May 16th, 2018
Ashlee Ammons and her mother Kerry Schrader are the founders of Mixtroz, an app that alleviates the awkwardness of networking events by connecting attendees at mixers based on their interests. Two years ago, the mother-daughter duo left their corporate careers and embarked on their first entrepreneurial venture, building their tech company at a startup accelerator in Birmingham, AL.
According to Ashlee, the journey has been incredibly rewarding—but it hasn’t been easy. The two have shared a bed most of this year in order to save money for their business. But last week, Ashlee and Kerry took a huge step forward when they secured a $100,000 investment from AOL Founder Steve Case during the Rise of the Rest pitch competition in Birmingham. They plan to use their new funding to grow their team and build out their technology. Most certainly, they’ll be buying a new bed.
Since 2014, the Rise of the Rest tour has traveled to 38 communities outside of Silicon Valley and New York, where startup communities are gathering momentum and building great technologies. Each stop of the tour includes visits with leading startups and ecosystem builders to better understand what helps and hinders founders in that community, followed by a pitch competition for local entrepreneurs to raise funding.
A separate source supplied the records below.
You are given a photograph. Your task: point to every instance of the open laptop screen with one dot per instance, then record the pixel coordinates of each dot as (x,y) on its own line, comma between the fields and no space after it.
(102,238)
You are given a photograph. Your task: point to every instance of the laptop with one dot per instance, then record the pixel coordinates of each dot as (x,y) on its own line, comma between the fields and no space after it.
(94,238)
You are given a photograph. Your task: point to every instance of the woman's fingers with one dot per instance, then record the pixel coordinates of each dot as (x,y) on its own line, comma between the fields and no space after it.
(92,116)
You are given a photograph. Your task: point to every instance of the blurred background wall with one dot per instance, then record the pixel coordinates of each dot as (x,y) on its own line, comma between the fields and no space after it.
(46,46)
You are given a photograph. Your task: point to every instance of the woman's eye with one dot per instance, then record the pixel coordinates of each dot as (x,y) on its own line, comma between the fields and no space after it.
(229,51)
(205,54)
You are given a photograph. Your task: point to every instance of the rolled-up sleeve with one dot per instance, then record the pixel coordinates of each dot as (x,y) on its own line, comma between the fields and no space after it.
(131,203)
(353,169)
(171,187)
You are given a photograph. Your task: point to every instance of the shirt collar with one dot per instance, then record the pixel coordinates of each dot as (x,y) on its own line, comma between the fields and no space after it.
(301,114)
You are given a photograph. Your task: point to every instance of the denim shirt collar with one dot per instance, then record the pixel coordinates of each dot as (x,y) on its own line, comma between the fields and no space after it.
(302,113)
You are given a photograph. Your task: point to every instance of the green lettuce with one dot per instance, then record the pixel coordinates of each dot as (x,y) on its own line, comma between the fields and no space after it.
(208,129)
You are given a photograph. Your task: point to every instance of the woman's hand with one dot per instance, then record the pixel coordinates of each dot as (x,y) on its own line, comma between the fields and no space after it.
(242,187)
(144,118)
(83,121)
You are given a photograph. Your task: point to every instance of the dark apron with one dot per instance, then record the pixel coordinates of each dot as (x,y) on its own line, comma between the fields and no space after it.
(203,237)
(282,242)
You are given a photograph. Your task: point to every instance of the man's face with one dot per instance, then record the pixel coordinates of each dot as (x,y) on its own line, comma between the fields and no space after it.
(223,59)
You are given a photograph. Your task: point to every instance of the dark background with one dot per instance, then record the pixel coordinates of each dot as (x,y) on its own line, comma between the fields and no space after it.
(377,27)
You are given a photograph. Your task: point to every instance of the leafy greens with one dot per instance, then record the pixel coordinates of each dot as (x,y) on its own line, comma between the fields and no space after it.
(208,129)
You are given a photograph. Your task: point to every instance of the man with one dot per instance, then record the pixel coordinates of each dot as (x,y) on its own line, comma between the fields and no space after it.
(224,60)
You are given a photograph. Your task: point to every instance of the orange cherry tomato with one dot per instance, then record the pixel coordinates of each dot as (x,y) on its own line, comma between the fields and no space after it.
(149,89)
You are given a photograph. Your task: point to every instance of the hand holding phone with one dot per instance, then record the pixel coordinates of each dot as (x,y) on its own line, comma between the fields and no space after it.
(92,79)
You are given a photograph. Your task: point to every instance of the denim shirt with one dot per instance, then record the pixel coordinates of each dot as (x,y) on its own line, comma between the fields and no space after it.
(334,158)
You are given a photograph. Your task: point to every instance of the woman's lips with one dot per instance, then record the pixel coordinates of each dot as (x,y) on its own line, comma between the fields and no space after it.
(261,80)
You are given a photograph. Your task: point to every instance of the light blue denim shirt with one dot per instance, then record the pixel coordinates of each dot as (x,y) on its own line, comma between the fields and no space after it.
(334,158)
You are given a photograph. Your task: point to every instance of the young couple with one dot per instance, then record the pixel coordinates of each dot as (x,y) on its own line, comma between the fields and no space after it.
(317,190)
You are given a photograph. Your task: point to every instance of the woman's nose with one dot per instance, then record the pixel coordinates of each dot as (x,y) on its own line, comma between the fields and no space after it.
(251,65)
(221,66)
Rise of the Rest is a member of the Google for Entrepreneurs partner network, a collection of tech hubs, accelerators, and programs to help entrepreneurs create economic opportunity for everyone. From Detroit’s Grand Circus to Durham’s American Underground, we provide financial support and Google resources to startup communities that equip and nurture entrepreneurs. As part of this effort, this year Google for Entrepreneurs was proud to send graphic designers and coaches to help prepare entrepreneurs like Ashlee to deliver their pitch to Rise of the Rest investors and partners.
In 2017, startups in the Google for Entrepreneurs partner network created 3,017 jobs in the U.S.—up 50 percent from 2016, and they raised $300 million in funding.
In our work with startup teams around the U.S. and the world, we see that the desire to work hard and build a better way to do something knows no geographical bounds. We also know that when founders are successful, not only do they build great products for users, they also improve their local economies. Last year, startups in the Google for Entrepreneurs partner network created 3,017 jobs in the U.S.—up 50 percent from 2016. They also raised more than $300 million in funding in 2017 alone.
Entrepreneurs like Ashlee and Kerry are making great ideas a reality around the country, and we’re proud to support them as they build the next generation of technology that pushes our world forward.